I first heard guitarist Mario Lalli back in 2002, on an album by ex-Kyuss drummer Brant Bjork (Brant Bjork and the Operators on Music Cartel) that I reviewed for the First Church of Holy Rock and Roll. Lalli, whose regular band is Fatso Jetson, is also a veteran of another Kyuss offshoot, Homme’s Desert Sessions series of recordings, a floating crapgame in the manner of the Denton rock lottery. In 2005, another desert muso, Yawning Man guitarist Gary Arce, drafted Lalli for the sessions that produced The Perfect Rat’s Endangered Languages, a collection of heavy psych jamarama with occasional spoken word interjections by Saccharine Trust frontman Jack Brewer. Released this year on Alone Records in Spain, it’s available domestically via Cobraside Distribution.

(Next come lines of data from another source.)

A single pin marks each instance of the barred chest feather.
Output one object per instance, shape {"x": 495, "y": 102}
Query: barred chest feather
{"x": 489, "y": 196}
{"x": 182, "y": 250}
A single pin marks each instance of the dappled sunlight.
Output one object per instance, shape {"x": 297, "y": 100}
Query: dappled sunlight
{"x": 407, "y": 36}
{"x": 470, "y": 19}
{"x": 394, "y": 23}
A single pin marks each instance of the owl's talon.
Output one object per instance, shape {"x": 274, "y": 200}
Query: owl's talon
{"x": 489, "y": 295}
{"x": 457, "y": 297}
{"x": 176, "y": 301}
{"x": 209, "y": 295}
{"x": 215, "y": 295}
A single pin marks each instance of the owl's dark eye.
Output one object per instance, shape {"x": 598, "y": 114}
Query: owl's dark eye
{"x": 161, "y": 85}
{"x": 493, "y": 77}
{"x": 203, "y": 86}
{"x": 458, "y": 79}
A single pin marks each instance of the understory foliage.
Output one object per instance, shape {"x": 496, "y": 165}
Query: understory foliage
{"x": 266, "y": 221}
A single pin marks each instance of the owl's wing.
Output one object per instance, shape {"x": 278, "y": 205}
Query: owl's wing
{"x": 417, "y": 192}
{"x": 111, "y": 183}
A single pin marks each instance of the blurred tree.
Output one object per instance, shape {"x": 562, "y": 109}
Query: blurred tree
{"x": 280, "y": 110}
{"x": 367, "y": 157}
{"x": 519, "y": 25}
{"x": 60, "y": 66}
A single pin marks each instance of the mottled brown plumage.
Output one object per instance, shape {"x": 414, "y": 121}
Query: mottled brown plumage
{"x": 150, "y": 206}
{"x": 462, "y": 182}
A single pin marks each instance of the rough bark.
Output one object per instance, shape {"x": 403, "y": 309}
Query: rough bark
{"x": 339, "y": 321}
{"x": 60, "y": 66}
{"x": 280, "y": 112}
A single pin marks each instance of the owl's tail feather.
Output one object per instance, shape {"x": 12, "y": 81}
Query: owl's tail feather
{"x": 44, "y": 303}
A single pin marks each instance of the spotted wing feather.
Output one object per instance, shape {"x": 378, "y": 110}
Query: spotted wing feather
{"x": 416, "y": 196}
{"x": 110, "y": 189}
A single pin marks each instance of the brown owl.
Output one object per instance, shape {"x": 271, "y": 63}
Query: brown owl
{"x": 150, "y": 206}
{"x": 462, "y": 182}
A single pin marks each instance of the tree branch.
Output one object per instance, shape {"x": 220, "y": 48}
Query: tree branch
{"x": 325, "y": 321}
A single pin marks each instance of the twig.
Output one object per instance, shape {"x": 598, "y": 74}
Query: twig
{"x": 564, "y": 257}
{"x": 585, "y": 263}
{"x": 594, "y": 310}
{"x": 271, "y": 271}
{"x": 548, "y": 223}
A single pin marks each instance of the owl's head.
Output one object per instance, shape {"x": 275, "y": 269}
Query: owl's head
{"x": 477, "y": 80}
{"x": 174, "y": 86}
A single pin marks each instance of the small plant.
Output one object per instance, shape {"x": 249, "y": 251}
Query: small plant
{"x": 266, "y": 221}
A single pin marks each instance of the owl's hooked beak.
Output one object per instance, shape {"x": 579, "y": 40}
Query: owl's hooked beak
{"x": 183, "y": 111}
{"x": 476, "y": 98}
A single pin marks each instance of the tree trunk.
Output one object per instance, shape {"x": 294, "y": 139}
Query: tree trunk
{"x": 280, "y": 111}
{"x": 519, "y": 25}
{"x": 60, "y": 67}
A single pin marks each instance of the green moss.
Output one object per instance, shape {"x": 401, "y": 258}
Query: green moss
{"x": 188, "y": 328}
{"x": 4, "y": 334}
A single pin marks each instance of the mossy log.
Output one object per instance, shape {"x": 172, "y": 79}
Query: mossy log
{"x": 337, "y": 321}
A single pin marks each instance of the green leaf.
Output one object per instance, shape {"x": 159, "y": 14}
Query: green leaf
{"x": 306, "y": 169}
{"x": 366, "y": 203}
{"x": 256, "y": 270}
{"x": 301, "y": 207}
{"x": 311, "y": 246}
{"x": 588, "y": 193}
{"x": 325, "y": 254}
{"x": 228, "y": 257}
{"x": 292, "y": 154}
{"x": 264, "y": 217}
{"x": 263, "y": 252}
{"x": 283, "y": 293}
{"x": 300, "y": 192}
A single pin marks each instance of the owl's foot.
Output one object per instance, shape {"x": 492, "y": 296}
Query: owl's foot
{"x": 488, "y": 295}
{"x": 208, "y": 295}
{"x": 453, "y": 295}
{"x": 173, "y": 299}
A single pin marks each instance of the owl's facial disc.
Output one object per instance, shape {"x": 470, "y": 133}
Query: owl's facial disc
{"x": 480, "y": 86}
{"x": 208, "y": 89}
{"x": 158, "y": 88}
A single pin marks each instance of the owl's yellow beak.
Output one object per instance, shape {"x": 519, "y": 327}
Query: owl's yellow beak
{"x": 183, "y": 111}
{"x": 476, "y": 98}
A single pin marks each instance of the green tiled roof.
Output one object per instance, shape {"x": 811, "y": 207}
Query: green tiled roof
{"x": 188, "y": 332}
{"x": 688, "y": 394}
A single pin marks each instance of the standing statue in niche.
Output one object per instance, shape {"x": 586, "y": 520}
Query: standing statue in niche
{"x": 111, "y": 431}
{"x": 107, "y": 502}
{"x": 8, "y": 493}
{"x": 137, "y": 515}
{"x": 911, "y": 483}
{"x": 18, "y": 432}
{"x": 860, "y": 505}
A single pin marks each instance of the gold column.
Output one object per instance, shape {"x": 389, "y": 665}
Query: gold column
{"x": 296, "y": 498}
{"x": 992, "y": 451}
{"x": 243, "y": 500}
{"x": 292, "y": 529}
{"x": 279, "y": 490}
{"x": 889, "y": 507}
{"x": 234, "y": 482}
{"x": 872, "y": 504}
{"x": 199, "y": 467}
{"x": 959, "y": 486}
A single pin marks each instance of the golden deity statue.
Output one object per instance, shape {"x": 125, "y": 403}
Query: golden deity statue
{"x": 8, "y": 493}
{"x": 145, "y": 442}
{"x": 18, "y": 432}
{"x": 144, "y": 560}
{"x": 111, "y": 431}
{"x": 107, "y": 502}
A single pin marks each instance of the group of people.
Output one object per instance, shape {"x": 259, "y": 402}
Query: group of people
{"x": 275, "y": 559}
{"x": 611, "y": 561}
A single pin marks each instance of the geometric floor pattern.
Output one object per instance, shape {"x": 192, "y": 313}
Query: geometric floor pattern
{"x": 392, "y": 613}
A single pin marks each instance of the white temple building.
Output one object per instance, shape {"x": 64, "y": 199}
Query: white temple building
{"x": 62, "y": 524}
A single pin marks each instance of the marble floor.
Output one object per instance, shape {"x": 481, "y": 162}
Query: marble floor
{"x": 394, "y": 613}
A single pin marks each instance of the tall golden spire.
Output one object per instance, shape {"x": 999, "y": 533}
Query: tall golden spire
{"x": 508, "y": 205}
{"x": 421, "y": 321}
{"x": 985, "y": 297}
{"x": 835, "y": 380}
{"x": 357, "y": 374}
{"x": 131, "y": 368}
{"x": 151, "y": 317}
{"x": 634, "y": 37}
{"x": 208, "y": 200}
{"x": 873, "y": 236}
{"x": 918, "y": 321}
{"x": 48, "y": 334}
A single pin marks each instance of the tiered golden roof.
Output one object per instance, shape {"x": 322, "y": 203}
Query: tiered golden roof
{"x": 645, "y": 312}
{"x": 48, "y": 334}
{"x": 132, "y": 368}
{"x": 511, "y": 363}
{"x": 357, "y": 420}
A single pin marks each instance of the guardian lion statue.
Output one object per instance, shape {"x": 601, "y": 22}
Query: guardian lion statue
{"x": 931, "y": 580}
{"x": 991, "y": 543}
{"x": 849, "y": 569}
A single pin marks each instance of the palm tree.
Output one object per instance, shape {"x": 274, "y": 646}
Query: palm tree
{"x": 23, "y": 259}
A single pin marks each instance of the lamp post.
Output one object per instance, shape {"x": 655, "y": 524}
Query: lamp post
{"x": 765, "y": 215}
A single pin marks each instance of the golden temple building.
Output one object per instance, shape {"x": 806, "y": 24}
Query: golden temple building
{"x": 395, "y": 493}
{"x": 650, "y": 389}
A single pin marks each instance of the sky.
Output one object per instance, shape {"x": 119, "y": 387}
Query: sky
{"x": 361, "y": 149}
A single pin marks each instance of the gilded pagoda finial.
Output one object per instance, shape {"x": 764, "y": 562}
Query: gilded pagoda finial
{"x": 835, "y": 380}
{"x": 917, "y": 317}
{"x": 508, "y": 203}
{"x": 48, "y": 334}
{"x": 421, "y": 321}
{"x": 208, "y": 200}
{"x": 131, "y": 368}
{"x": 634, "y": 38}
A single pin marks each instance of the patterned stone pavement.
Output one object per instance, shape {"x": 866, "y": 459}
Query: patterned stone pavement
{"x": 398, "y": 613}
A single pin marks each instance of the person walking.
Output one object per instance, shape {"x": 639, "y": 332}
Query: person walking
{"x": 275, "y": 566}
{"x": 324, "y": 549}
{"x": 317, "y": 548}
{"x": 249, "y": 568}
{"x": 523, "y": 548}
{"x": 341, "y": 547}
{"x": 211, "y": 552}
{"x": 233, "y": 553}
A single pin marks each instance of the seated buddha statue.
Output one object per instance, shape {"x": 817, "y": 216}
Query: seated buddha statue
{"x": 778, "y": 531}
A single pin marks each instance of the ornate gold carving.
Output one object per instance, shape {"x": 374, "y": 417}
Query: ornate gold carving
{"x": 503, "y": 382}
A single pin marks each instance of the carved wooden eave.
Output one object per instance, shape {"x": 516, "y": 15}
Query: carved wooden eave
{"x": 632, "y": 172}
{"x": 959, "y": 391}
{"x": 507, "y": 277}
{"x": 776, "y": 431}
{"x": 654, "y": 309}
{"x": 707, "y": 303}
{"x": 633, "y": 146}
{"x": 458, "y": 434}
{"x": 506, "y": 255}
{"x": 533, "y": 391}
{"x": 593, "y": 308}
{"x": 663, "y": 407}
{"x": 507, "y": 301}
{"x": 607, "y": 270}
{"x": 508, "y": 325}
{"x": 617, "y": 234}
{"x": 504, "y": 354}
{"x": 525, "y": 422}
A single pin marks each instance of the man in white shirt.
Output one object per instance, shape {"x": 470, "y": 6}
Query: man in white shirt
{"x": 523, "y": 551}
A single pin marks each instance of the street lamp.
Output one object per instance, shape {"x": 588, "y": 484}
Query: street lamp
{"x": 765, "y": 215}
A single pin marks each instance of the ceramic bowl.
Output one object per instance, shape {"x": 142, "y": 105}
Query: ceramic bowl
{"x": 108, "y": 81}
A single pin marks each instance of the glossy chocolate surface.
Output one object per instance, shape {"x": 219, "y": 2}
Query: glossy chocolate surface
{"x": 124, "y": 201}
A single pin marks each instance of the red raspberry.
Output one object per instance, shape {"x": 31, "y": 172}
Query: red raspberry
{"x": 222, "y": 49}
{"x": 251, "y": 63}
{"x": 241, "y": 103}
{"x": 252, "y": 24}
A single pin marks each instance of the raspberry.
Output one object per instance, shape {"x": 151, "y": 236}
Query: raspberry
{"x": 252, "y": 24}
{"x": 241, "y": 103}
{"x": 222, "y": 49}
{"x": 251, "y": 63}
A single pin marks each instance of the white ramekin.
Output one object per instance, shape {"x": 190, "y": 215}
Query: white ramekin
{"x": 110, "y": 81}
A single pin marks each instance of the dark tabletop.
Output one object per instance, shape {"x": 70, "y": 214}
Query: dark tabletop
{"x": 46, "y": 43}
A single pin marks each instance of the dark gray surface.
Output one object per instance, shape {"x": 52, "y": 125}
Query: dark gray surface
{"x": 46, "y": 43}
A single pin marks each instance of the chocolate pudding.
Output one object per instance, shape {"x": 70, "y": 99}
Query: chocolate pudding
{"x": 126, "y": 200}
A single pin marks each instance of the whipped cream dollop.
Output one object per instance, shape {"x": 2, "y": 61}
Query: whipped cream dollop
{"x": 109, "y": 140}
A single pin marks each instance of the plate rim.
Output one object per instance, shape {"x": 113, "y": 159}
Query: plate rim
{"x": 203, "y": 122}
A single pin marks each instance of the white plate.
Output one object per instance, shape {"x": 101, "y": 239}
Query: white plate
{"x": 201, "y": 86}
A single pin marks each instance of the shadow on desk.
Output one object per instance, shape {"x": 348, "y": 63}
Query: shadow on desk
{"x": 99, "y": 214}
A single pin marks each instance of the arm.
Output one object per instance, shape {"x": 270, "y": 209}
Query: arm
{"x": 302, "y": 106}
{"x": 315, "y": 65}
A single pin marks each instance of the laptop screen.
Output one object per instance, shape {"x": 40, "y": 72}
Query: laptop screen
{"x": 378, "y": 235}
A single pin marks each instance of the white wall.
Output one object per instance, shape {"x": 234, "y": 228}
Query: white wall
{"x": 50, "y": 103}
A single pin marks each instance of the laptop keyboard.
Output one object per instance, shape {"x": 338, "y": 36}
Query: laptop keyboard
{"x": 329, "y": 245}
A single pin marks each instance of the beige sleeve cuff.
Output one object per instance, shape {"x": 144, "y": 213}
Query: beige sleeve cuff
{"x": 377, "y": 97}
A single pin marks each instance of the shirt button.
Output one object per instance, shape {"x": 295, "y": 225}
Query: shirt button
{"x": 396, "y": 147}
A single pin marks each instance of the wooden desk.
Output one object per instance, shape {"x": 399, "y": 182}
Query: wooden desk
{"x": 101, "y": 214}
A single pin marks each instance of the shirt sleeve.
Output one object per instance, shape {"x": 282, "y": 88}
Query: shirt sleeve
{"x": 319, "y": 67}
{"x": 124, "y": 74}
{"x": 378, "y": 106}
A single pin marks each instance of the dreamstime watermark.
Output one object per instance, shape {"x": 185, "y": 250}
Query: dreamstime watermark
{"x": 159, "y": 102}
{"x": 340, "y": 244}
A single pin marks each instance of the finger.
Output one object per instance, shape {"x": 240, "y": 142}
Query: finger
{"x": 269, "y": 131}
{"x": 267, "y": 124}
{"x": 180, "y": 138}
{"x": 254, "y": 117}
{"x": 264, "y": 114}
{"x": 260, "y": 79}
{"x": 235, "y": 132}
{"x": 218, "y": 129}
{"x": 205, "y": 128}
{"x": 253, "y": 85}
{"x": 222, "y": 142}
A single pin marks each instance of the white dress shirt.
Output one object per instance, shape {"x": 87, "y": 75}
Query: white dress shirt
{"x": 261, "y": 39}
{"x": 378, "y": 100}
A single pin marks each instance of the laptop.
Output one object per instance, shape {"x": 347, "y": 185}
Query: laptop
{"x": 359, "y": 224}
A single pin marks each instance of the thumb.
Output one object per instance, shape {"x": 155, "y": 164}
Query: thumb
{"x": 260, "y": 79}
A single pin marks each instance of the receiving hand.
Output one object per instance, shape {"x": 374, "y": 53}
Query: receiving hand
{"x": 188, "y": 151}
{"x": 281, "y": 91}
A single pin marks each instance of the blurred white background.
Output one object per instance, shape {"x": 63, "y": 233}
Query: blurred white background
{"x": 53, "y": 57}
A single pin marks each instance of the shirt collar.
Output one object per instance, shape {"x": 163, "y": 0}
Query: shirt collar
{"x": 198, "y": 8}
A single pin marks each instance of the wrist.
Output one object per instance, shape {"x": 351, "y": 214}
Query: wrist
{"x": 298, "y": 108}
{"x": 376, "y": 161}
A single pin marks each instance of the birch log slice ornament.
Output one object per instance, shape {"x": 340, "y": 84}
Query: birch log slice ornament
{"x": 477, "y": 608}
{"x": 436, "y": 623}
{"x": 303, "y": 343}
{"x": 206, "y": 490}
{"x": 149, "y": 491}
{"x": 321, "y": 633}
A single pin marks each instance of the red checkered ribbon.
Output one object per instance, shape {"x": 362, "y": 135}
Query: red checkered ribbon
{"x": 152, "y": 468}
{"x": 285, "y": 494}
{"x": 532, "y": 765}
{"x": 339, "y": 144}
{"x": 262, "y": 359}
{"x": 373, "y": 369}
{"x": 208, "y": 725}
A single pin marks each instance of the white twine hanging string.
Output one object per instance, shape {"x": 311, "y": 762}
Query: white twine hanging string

Brewer’s no stranger to this poetry-rock stuff, having been an original participant in Ohio poet Dan McGuire’s Unknown Instructors project (with Saccharine Trust guitarist Joe Baiza and the Minutemen/fIREHOSE engine room of Mike Watt and George Hurley) as well as versifying over S-T’s challenging, thrusting, punk-funk-jazz jams since 1980. Here, he speaks verse by L.A. poets Steve Abee, Florence Raush Ehlers, and Dennis Cruz, as well as one of his own. The texts are a varied lot. Abee’s “The Saint of Lost Things” is an evocative nocturnal urban vignette. Ehler’s “Clouds” overflows with imagery as lush and expansive as the garden she describes. The apocalyptic voice in Cruz’s “Tropical Depression” recalls that which Brewer’s used in some of his own work. Brewer’s “Why Do We Lose” (which he recites over the track “Chewing Metal”) has the same air of introspective self-doubt as Eliot’s “Prufrock.” (Don’t take my word for it; you can read ‘em all in the blog on The Perfect Rat’s Myspace page.)
The real big news here, though, is the man behind the four-string axe. That’d be Greg Ginn, inventor of the, dare I say, business model for modern DIY rock as founder of SST Records and guitarist-evil dictator of Black Flag. Because he’s a conceptualist as much as a player, Ginn knows not to overplay the way a lot of guitarists do when they’re forced to pick up a bass. Instead, he furnishes ribcage-rattling slabs of sound to serve as a launching pad for Arce and Lalli’s explorations. (Is there a “Take that, Chuck” in there somewhere? Only Mr. Ginn knows for sure.)
The Perfect Rat’s music surges and roils, its scope stretching from dark, droning things like you’d expect from these guys (“Painted Canyons”) to modal rock explorations of a sort that I suppose originated with the Byrds’ “Eight Miles High” (the dervish-dance “Semi Nomadic,” wherein Tony Atherton’s sax rides atop the mix of guitars). At times, the music’s slightly dissonant metallic clangor and tectonic-plate shifts, as well as drummer Bill Stinson’s eccentric accents, recall yet another desert outfit: Captain Beefheart’s Magic Band circa Strictly Personal and Trout Mask Replica. As a longtime fan of Uncle Don’s declamatory style and lit Brit/ex-Deviant Mick Farren’s “evil Jeremy Irons” (my oldest daughter’s phrase) act, as well as an appreciator of guitar-centric extended psych jams in general, I found Endangered Languages to be right up my alley. So may you as well.